DeepSeek shook global technology markets last year after releasing models that appeared to rival leading US systems at lower training and operating costs.

Soon after its maiden fundraising round in June, DeepSeek said it planned to double staff across departments, including in areas such as data centers and AI agents, systems capable of performing tasks with limited prompting.

Some of those initiatives will require significant capital expenditure. Reuters reported earlier this month that DeepSeek was looking to develop its own AI inference chip and had discreetly increased hiring of chip-design engineers for the project.

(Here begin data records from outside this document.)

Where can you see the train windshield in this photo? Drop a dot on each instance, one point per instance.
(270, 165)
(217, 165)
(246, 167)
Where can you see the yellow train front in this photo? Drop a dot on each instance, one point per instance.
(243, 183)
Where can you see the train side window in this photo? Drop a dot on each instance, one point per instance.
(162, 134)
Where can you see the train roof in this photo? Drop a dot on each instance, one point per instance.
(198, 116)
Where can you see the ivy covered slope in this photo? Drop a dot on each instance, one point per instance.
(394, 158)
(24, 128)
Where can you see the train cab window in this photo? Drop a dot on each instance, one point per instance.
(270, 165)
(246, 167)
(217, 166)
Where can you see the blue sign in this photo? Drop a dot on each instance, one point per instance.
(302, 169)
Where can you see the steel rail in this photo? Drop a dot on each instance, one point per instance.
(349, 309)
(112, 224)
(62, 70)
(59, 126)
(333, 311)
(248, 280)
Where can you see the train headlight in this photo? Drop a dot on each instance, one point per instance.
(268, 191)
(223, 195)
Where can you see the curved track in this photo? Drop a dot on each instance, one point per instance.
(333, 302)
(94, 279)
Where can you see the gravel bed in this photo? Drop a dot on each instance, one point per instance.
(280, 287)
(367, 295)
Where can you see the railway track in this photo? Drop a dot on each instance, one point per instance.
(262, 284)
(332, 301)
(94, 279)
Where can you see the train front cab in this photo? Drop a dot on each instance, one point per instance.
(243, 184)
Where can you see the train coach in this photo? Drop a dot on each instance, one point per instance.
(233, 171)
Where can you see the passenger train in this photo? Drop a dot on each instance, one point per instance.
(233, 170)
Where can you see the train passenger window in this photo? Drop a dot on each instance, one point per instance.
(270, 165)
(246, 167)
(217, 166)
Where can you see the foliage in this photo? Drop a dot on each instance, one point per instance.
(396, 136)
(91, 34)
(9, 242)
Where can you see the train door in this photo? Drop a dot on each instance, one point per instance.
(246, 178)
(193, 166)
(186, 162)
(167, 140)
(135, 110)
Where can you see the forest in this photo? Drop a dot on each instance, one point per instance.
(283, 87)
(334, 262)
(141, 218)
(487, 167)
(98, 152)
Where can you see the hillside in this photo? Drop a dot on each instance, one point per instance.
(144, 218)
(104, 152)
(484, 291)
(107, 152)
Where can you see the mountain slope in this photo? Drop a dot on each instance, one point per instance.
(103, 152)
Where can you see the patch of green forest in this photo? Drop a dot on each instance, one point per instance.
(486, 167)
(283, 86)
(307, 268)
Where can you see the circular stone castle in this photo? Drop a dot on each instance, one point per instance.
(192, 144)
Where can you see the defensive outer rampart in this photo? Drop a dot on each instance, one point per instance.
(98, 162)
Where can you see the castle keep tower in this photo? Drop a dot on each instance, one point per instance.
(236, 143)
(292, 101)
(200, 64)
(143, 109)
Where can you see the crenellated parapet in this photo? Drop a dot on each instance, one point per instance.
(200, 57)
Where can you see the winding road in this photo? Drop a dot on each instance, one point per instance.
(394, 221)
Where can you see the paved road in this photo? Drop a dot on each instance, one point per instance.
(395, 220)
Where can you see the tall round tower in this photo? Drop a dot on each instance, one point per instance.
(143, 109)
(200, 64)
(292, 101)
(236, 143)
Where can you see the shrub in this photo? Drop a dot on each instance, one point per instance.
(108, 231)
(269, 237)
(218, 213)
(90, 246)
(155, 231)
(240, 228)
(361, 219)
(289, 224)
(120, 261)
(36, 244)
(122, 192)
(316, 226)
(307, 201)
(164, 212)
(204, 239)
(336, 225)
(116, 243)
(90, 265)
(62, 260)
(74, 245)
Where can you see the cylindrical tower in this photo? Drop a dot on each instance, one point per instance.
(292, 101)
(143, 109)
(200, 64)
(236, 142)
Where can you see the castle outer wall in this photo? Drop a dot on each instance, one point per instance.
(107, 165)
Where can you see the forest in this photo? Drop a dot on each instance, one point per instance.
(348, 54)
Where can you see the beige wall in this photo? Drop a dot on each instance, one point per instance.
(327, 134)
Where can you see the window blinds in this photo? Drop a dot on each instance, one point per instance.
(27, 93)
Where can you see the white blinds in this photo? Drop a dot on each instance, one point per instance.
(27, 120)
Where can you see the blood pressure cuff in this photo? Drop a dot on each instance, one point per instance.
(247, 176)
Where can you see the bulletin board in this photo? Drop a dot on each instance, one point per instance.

DeepSeek had long stood out in China's AI sector for rejecting outside funding. Founder Liang Wenfeng had largely bankrolled the company using his quantitative hedge fund High-Flyer before its recent external financing, sources previously told Reuters.

But the cost of staying at the frontier of AI has risen sharply, forcing a change in strategy.

DeepSeek has in the past year faced stiff competition at home from tech giants including ByteDance and Alibaba, as well as well-funded AI startups such as Z.ai, Moonshot, and MiniMax.

In the June funding round, DeepSeek founder Liang personally committed 20 billion yuan, while Tencent Holdings and battery giant CATL chipped in 10 billion yuan and 5 billion yuan respectively to become the largest external shareholders, Reuters reported at the time.

Other investors include China's national AI fund, gaming developer NetEase and e-commerce giant JD.com, as well as investment firms IDG Capital, Loyal Valley Capital, Monolith Management and Shixiang Capital, according to sources and media reports.

The participation of the state-backed AI fund highlighted DeepSeek's strategic importance to Beijing's efforts to build domestic AI champions and reduce reliance on foreign technology.